You can't draw any rational conclusions based on frequency and payouts of lawsuits and settlements. The legal system is like a fucking casino, rigged, but with some big random payouts based on arbitrary lucky breaks.
Raising standards does not raise competence. Addressing how care is delivered improves outcomes. Giving M.D.s more time to spend on each individual case has direct measurable improvements in outcomes, flunking out prospective M.D.s in Chem 101 with arbitrarily hard exams does nothing - except to reduce the number of practicing M.D.s which does give them less time to spend on individual cases.
Specialist doctors' incomes ($1M+ per year) are, indeed trivial in the bigger picture of healthcare costs, but they are symptomatic of a shortage of M.D.s which is one of the root problems in the system.
🌻🌻 [google.com]
(Score: 2) by JoeMerchant on Friday January 17 2020, @11:44PM
Vaguely related insanity: https://gritpost.com/retiree-holiday-inn-senior-home/ [gritpost.com]
Over the course of a year, Robison would pay approximately $21,900 to stay at a Holiday Inn at the senior discount rate for 365 days. The retirement home he looked at would cost $68,620. And that’s typically the price for a senior home, according to Forbes.
“It takes months to get into decent nursing homes. Holiday Inn will take your reservation today,” he added. “And you’re not stuck in one place forever — you can move from Inn to Inn, or even from city to city.”
“The Inn has a night security person and daily room service. The maid checks to see if you are ok. If not, they’ll call an ambulance… or the undertaker,” Robison continued. “If you fall and break a hip, Medicare will pay for the hip, and Holiday Inn will upgrade you to a suite for the rest of your life.”
🌻🌻 [google.com]
(Score: 3, Insightful) by fustakrakich on Thursday January 09 2020, @07:37PM (6 children)

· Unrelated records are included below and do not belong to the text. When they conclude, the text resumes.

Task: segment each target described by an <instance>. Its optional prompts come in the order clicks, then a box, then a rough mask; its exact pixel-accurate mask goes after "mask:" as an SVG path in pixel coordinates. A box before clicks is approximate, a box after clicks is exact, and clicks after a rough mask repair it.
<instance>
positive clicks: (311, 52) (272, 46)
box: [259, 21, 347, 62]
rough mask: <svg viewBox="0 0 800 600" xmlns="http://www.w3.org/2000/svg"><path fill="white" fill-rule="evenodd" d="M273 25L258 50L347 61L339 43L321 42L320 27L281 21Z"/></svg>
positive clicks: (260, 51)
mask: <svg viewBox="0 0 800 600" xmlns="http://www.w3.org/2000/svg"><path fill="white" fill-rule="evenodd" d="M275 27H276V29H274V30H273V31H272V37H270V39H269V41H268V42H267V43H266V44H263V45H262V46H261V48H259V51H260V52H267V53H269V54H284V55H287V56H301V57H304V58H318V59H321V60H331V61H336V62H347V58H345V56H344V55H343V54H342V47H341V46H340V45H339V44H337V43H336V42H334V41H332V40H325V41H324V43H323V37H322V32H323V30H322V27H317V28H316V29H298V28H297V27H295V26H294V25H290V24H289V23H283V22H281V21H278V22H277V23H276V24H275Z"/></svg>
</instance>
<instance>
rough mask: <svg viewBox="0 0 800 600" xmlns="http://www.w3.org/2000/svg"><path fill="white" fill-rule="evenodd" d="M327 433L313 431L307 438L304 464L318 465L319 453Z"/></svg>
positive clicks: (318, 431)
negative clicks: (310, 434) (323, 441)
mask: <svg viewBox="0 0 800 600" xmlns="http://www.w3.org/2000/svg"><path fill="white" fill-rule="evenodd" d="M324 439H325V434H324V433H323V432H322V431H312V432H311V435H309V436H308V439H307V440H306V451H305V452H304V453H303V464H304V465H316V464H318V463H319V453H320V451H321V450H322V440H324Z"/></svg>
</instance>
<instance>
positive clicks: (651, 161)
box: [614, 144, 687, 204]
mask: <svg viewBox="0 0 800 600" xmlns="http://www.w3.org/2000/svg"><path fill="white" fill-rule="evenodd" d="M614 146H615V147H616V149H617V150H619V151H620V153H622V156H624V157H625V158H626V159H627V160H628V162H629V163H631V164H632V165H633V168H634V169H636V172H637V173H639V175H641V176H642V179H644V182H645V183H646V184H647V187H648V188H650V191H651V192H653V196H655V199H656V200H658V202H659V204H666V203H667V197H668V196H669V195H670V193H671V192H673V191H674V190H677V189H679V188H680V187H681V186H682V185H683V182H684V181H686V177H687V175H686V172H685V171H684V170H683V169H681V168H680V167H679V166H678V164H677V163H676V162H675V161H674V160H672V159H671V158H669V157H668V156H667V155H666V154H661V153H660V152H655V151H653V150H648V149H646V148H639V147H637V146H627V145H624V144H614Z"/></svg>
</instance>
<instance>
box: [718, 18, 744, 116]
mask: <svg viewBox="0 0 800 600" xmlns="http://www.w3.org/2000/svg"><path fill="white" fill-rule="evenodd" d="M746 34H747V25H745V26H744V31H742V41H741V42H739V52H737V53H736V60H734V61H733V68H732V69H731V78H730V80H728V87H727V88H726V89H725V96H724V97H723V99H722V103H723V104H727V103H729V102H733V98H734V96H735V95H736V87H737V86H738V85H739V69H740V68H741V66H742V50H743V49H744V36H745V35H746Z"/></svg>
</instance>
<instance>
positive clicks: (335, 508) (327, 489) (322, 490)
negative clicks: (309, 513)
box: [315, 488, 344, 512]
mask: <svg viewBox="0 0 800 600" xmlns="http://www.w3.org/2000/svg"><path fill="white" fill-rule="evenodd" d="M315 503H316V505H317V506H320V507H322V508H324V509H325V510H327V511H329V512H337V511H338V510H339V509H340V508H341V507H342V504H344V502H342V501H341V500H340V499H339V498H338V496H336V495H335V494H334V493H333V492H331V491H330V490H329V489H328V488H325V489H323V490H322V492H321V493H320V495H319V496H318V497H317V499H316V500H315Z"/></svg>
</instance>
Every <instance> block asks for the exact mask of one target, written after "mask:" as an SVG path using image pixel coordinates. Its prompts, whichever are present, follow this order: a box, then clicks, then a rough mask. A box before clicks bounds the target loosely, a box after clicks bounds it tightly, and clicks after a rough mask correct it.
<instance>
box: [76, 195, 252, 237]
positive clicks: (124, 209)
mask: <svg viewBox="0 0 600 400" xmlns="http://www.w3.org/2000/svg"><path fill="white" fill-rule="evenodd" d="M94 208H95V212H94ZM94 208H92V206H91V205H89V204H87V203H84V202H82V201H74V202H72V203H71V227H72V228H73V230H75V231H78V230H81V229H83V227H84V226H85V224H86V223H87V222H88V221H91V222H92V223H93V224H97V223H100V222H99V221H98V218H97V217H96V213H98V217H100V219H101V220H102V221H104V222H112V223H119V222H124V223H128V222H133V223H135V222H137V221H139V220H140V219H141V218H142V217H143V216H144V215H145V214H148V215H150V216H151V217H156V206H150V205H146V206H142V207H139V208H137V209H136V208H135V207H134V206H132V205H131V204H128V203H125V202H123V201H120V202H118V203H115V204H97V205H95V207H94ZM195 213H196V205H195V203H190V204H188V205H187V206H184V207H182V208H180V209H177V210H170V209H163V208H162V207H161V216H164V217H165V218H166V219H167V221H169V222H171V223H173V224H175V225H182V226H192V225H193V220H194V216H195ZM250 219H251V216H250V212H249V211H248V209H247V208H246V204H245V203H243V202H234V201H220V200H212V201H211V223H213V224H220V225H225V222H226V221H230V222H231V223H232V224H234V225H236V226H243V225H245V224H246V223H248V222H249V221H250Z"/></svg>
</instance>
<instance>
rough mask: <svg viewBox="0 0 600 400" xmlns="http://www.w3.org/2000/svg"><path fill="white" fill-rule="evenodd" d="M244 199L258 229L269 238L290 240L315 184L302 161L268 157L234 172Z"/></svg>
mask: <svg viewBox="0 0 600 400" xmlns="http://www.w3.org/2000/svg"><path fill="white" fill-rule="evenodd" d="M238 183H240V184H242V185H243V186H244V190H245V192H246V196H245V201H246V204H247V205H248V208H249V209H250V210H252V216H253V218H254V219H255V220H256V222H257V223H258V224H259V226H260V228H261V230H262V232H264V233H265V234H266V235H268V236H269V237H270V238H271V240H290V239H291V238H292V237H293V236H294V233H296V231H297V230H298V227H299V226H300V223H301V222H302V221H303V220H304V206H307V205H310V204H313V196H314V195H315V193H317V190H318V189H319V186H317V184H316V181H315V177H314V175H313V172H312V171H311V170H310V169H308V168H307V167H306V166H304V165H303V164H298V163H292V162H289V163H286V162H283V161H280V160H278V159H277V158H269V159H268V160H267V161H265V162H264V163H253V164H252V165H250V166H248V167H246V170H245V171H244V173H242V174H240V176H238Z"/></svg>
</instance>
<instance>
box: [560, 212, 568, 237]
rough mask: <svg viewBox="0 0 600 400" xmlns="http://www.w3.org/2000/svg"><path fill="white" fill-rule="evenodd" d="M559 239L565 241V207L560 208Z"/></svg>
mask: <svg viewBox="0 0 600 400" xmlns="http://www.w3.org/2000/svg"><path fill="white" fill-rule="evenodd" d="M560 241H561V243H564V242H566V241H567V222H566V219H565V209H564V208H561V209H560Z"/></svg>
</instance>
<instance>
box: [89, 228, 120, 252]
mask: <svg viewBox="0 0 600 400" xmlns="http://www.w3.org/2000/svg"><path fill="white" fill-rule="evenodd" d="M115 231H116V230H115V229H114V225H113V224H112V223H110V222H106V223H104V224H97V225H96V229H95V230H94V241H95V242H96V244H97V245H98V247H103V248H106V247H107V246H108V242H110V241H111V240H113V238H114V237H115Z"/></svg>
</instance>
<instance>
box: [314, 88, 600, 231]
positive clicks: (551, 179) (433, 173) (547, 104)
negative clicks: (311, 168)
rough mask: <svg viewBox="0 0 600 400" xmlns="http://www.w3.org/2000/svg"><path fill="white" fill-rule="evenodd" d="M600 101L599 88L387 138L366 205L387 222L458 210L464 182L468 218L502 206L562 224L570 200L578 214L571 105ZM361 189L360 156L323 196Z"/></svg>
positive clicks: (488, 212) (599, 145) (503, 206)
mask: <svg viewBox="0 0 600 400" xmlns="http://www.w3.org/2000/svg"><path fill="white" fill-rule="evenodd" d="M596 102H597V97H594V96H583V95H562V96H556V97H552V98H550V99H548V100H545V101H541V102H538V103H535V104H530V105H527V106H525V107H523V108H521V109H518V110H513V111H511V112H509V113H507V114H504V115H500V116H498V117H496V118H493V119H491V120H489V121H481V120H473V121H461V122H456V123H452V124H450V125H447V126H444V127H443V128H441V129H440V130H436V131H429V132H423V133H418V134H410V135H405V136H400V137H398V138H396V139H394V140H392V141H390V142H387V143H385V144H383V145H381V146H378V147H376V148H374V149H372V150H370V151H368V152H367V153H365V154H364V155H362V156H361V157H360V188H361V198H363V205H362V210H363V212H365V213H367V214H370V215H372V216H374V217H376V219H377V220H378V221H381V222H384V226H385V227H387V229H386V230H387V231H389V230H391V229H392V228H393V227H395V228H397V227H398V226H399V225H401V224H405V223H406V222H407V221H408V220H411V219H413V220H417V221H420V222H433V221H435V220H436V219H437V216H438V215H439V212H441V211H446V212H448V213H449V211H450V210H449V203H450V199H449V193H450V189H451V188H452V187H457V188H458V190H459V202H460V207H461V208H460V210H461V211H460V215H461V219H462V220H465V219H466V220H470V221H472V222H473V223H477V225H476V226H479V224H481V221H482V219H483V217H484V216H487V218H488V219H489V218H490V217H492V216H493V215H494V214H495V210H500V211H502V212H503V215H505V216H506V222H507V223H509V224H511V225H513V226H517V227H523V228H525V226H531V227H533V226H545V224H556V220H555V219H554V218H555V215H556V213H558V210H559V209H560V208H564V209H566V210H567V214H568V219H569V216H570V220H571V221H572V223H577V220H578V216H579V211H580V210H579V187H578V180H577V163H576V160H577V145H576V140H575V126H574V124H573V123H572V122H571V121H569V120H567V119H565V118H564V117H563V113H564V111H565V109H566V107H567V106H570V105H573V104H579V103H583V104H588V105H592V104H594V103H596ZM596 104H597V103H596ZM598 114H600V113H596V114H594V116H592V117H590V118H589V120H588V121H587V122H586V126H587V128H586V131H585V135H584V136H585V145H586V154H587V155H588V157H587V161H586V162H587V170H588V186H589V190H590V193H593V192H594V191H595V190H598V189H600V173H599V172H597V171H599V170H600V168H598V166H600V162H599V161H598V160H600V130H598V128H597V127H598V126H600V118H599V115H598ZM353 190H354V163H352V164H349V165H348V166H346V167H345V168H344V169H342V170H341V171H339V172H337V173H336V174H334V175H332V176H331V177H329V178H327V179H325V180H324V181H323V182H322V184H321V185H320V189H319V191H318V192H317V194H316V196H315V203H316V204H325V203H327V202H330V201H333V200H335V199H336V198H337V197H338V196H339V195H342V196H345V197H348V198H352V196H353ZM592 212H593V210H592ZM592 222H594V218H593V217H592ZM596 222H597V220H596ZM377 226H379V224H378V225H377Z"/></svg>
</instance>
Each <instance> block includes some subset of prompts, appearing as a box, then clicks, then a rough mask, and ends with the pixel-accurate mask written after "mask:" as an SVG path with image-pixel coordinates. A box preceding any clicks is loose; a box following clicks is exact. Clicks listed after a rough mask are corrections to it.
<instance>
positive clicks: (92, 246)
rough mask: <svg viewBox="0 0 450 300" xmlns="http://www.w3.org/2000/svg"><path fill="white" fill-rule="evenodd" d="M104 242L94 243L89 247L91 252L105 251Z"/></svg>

Yeah, yeah, we know, fuck the poor...
La politica e i criminali sono la stessa cosa..
(Score: 2) by The Mighty Buzzard on Thursday January 16 2020, @04:32PM (5 children)
Saying get your thieving hand out of my pocket is not the same as saying fuck the poor. I got nothing against charity but if you have pry the money from its rightful owner's wallet first under threat of imprisonment or death, it is not charity.
My rights don't end where your fear begins.
(Score: 1) by fustakrakich on Thursday January 16 2020, @04:59PM
Sorry, you want the bennies, you gotta pay the dues.
La politica e i criminali sono la stessa cosa..
(Score: 1) by fustakrakich on Thursday January 16 2020, @05:09PM (3 children)
:-) Such is life in the collective
La politica e i criminali sono la stessa cosa..
(Score: 2) by The Mighty Buzzard on Friday January 17 2020, @05:12PM (2 children)
"We are the Democrats. Existence as you know it is over. We will add your financial distinctiveness to our own. Resistance is futile."
My rights don't end where your fear begins.
(Score: 1) by fustakrakich on Friday January 17 2020, @07:18PM (1 child)
*sigh* So hopelessly biased
La politica e i criminali sono la stessa cosa..
(Score: 2) by The Mighty Buzzard on Friday January 17 2020, @10:27PM
That's not bias, that's their stated platform. Just paraphrased.
My rights don't end where your fear begins.